The village of Villers-Cotterets, northeast of Paris, has been resisting President Chirac's order in March that the ashes be transferred to Paris.
But the village has been supporting the author's wish, in his 1847 book, My Memoirs, to be buried in Villers-Cotterets. Dumas is famed for writing The Three Musketeers and The Count of Monte Cristo. Mayor Renaud Belliere said the village council filed an appeal to block the transfer with the Council of State, France's highest administrative body. The appeal has now been dropped. "From a judicial point of view, a village cannot defend an individual. We were sure to lose," said the mayor.
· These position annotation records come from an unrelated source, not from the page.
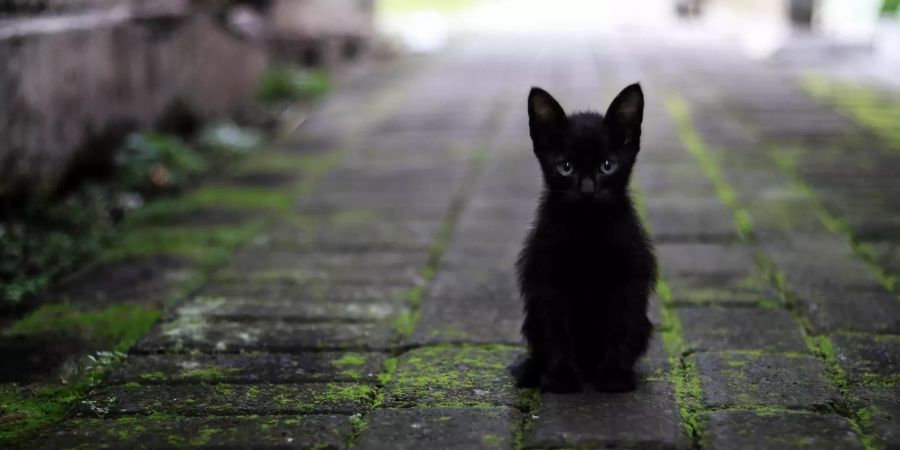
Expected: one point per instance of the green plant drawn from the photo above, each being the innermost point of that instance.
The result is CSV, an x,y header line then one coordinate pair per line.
x,y
288,84
51,238
153,161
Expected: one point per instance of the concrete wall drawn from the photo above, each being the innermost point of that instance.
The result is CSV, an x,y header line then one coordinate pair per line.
x,y
77,74
69,82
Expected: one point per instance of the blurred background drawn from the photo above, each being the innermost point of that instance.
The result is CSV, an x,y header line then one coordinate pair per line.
x,y
145,143
108,104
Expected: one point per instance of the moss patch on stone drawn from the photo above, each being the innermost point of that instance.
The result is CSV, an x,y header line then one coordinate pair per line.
x,y
875,110
208,246
453,376
116,327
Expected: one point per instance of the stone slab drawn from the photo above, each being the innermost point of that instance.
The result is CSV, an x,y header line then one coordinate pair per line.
x,y
716,329
868,358
755,379
197,334
294,310
226,399
453,376
301,432
249,368
727,430
479,307
645,418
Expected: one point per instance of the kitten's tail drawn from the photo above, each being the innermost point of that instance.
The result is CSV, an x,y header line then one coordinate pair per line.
x,y
526,371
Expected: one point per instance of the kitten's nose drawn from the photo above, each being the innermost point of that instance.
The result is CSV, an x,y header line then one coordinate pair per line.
x,y
587,186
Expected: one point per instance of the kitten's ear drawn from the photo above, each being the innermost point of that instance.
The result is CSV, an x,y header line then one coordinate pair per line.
x,y
626,112
545,117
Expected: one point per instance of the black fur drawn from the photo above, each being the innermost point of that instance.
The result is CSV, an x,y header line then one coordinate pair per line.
x,y
587,267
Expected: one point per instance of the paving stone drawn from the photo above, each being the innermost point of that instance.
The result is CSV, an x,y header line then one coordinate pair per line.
x,y
301,432
877,409
296,310
820,262
714,329
705,260
289,291
480,306
406,276
227,399
275,260
654,365
453,376
146,280
450,428
201,218
742,379
645,418
197,334
260,368
868,358
690,219
333,233
778,429
836,309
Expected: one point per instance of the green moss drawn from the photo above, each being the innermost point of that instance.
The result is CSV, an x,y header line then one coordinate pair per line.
x,y
153,376
358,425
116,327
681,113
404,324
208,246
390,366
452,376
350,392
875,110
27,410
349,359
835,224
205,435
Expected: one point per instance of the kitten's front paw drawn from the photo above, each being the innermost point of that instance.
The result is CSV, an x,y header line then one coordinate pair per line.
x,y
615,381
562,381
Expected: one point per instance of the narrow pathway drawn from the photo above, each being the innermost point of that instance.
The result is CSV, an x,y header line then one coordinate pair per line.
x,y
380,312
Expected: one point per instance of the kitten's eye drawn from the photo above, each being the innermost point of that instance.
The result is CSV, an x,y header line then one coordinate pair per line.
x,y
608,167
565,168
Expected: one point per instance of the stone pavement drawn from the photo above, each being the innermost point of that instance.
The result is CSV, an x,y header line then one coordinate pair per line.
x,y
379,311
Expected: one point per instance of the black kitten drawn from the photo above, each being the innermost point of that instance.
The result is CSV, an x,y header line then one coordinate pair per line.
x,y
588,266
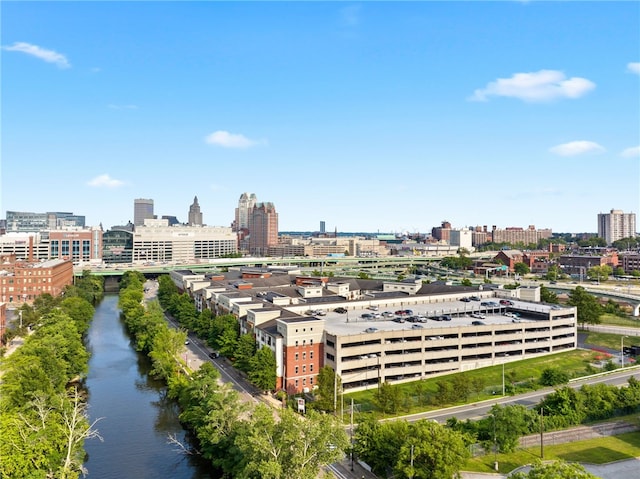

President Chirac has personally supported the honour of a Panthéon burial for a man he called "the most popular of the Romantics". "By this gesture, the Republic will give all its respect to one of its most turbulent children, one of its most talented and one of its most creative geniuses," he said. "He remains one of the most-read French writers in the world. It is right that our country gives him his due. "That is why I have decided to transfer his ashes to the Panthéon." The grandson of a Haitian slave, Dumas was born in 1802 and moved to Paris when he was 20. Adventurous He became interested in theatre and he started writing for smaller magazines, before he moved on to scripts for plays. Dumas then started working on his many novels, leading a life almost as adventurous as one of the heroes in his books. He became a captain in the National Guard in the 1830s, married his mistress and supported Italy's struggle for independence between 1860 and 1864. He died of a stroke in 1870 in Normandy, and in 1872, in deference to the writer's wishes, Dumas's son transported his father's remains back to Villers-Cotterets. The remains are to be moved to the Panthéon 3 October. In compensation, the village has received government funds to replace a statue of the author destroyed during World War II. The government will also pay for restoration work on a nearby 16th Century chateau, where Dumas learned how to swordfight and shoot as a boy.